The following information supplements and amends the proxy statement (the “Proxy Statement”) of Roper Technologies, Inc. (the “Company”) filed with the U.S. Securities and Exchange Commission on April 28, 2023 and furnished to shareholders of the Company in connection with the solicitation of proxies by the Board of Directors of the Company for the 2023 Annual Meeting of Shareholders of the Company to be held on June 13, 2023 and any adjournment or postponement thereof. Capitalized terms used in this supplement to the Proxy Statement (this “Supplement”) and not otherwise defined herein have the meaning given to them in the Proxy Statement.
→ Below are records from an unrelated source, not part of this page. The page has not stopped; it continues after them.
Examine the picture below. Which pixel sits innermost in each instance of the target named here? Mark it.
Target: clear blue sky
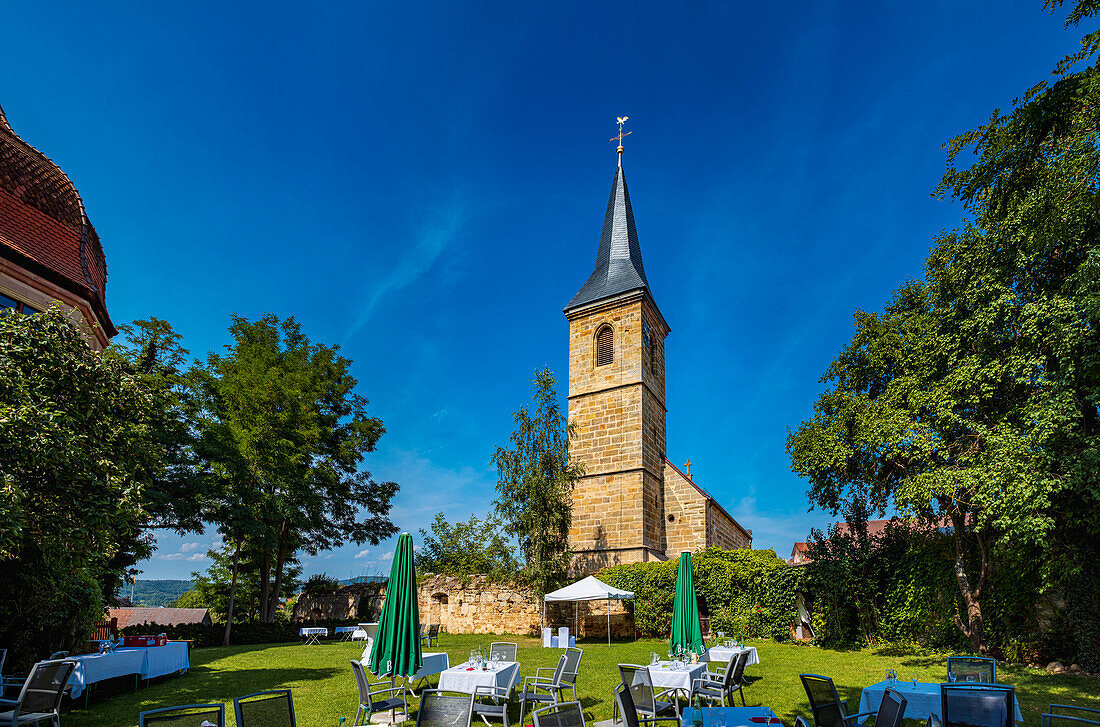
(425, 185)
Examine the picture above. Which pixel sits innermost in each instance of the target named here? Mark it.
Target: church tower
(616, 400)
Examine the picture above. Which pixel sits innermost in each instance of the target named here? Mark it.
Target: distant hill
(155, 593)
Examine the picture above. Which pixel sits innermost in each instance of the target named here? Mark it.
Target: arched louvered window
(605, 345)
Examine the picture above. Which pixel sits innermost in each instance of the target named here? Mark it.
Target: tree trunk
(971, 596)
(265, 584)
(270, 609)
(232, 593)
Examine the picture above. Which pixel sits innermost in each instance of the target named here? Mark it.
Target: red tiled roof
(157, 616)
(44, 227)
(42, 239)
(873, 527)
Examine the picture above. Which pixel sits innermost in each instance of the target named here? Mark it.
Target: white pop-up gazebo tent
(590, 588)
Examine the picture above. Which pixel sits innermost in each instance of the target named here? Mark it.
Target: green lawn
(325, 690)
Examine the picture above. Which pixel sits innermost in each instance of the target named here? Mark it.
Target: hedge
(749, 593)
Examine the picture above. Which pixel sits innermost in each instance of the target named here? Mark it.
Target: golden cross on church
(620, 121)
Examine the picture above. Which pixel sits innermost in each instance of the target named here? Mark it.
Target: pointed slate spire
(618, 260)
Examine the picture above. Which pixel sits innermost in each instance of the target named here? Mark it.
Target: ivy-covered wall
(899, 586)
(745, 592)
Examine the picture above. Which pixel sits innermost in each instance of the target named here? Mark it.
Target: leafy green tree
(975, 395)
(215, 585)
(465, 548)
(535, 486)
(284, 434)
(151, 351)
(75, 463)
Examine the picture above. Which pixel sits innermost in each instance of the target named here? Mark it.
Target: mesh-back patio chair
(567, 714)
(190, 715)
(271, 708)
(506, 649)
(493, 701)
(441, 708)
(826, 706)
(40, 696)
(719, 686)
(647, 701)
(1056, 716)
(976, 705)
(371, 700)
(542, 689)
(891, 709)
(572, 669)
(625, 706)
(979, 669)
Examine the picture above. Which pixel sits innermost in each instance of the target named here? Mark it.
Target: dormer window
(605, 345)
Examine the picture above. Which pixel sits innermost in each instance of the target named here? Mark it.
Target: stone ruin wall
(471, 605)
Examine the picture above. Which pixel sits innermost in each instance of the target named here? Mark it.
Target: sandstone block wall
(472, 605)
(723, 532)
(618, 411)
(477, 605)
(685, 514)
(353, 603)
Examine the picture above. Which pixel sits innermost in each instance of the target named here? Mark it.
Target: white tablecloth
(458, 679)
(161, 661)
(101, 667)
(723, 654)
(920, 701)
(679, 679)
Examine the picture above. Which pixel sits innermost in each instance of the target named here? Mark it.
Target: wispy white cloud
(187, 557)
(777, 529)
(438, 233)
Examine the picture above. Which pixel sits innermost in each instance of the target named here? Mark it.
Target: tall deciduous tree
(285, 434)
(535, 485)
(75, 463)
(465, 548)
(976, 395)
(151, 351)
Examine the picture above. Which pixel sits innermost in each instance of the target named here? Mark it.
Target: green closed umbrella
(686, 634)
(396, 650)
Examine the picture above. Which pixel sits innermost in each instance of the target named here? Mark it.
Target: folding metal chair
(567, 714)
(980, 669)
(976, 705)
(826, 706)
(369, 701)
(494, 701)
(41, 696)
(441, 708)
(271, 708)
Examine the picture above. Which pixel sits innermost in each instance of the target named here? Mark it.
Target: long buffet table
(142, 662)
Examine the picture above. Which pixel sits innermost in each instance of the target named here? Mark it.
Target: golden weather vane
(620, 120)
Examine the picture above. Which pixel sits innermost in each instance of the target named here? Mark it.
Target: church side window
(605, 347)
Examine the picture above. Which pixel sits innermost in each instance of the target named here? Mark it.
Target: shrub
(747, 592)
The Company is filing this Supplement solely to further highlight the treatment of broker non-votes with respect to voting on the proposal to amend and restate the Company’s Restated Certificate of Incorporation to permit the exculpation of officers. On pages 57 and 60 of the Proxy Statement the Company states “Abstentions and broker-non votes will have the effect of votes against the proposal.”
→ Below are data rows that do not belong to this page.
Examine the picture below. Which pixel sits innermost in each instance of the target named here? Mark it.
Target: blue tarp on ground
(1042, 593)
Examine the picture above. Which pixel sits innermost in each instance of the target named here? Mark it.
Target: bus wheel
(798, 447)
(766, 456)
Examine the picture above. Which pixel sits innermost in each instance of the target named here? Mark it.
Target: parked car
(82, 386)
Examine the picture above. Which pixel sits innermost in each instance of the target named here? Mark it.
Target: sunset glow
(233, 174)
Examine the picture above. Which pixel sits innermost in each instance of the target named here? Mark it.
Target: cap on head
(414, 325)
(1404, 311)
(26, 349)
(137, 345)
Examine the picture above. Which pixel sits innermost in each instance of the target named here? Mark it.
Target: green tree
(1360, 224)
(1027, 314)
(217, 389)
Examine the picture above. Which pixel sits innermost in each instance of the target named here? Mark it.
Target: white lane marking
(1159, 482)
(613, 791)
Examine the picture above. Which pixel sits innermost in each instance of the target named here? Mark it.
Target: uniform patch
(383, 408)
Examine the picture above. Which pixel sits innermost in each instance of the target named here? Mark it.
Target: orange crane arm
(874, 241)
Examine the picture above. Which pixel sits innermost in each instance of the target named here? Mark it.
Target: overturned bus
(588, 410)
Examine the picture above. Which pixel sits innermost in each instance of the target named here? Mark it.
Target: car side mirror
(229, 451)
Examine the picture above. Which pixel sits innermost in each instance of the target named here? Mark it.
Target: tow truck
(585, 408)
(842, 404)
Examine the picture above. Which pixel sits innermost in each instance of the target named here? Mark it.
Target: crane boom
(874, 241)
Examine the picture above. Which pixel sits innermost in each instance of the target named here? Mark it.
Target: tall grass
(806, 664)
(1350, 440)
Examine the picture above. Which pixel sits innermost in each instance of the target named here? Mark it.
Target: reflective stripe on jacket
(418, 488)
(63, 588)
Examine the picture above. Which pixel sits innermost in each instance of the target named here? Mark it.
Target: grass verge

The text below replaces, in its entirety, the paragraph titled “Q: How are broker non-votes and abstentions treated?” on page 60 of the Proxy Statement:

“Q: How are broker non-votes and abstentions treated?

A: Broker non-votes are not treated as votes cast for purposes of the election of directors, so they will have no effect on the election of directors. Broker non-votes are not treated as entitled to vote for all other matters proposed for a vote at the meeting, so they will have no effect on those matters except as more specifically described on page 57 and below with respect to the proposal to approve the amendment to and restatement of our Restated Certificate of Incorporation. Abstentions are not treated as votes cast for purposes of the election of directors, so they will have no effect on the election of directors. Abstentions are treated as present and entitled to vote so they will have the effect of a vote cast against the approval for all other matters proposed for a vote at the meeting.”

Except as described above, this Supplement to the Proxy Statement does not modify, amend, supplement, or otherwise affect the Proxy Statement. This Supplement should be read in conjunction with the Proxy Statement.

If you have already voted, you do not need to vote again unless you would like to change or revoke your prior vote on any proposal. If you would like to change or revoke your prior vote on any proposal, please refer to the Proxy Statement for instructions on how to do so.